History, Historic Furnishing, and Historic Structure Reports
NPS Logo

Historic Structure Report

Fort Stanwix was originally constructed by British forces in 1758, during the French and Indian wars. Like most of the British fortifications it was of timber and earth construction, and always required a great deal of repair work in order to prevent decay.

The fort was repaired and remodeled by the British troops in 1764; three years later the garrison was withdrawn. When the American troops arrived in 1776, they found only a rotted shell of fortification works remaining.

We have good documentation in the form of engineer's drawings for 1758, 1759, and 1764, but very little documentation done on a professional level for the years following 1776. Drawings were completed but seem to have been lost. The information on hand is contradictory at times.
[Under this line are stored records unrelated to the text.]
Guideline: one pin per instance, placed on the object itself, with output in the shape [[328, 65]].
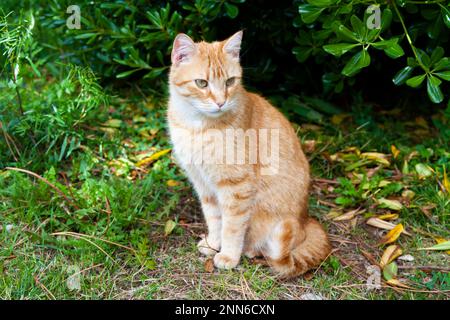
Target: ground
[[120, 220]]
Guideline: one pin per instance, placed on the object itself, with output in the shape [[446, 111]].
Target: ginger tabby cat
[[246, 209]]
Archeological explorations of the site during 1970-72 have turned up invaluable evidence relating to the ground plan of the fort, but fall short of providing the needed information to plan the structure above ground level. Additional research was carried out by the writer and John Luzader, NPS historian, in an attempt to find documents relating to other Revolutionary war forts. While this effort was helpful, it did not produce the great reservoir of information anticipated.

In determining the fort plan the evidence presented by the archeologists concerning the location and basic shape of the fort features has taken precedence. Documentation surviving from the letters, orderly books, journals and diaries kept during the American occupation of Fort Stanwix, 1776-1781, has been the secondary source of information. Where information is lacking from the American occupation, the fort plans drawn by the British engineers in 1758, 1759, and 1764 have been employed.

There will still be much conjecture and therefore some possibilities for disagreement regarding the appearance of the proposed fort. The current plans are to reconstruct the fort using building details from several sources: Crown Maps Nos. 99-103, the McGraw and Wilson powder horns, the "Gransevoort Map of Fort Stanwix," and additional drawings from other contemporary forts. The reconstruction will therefore have log ramparts and parapets, surrounded on three sides by a ditch, covered way and glacis. Other major features will be a log ravelin, a wooden bridge with a draw span, an elevated "necessary" or latrine outside the fort walls, five free-standing buildings on the parade, casemates at the curtain walls, filled bastions having three underground bombproofs, and a bakehouse.

It is hoped that one or more of the three wells, the location of the whipping post, and possibly other features will be located when grading of the parade ground begins.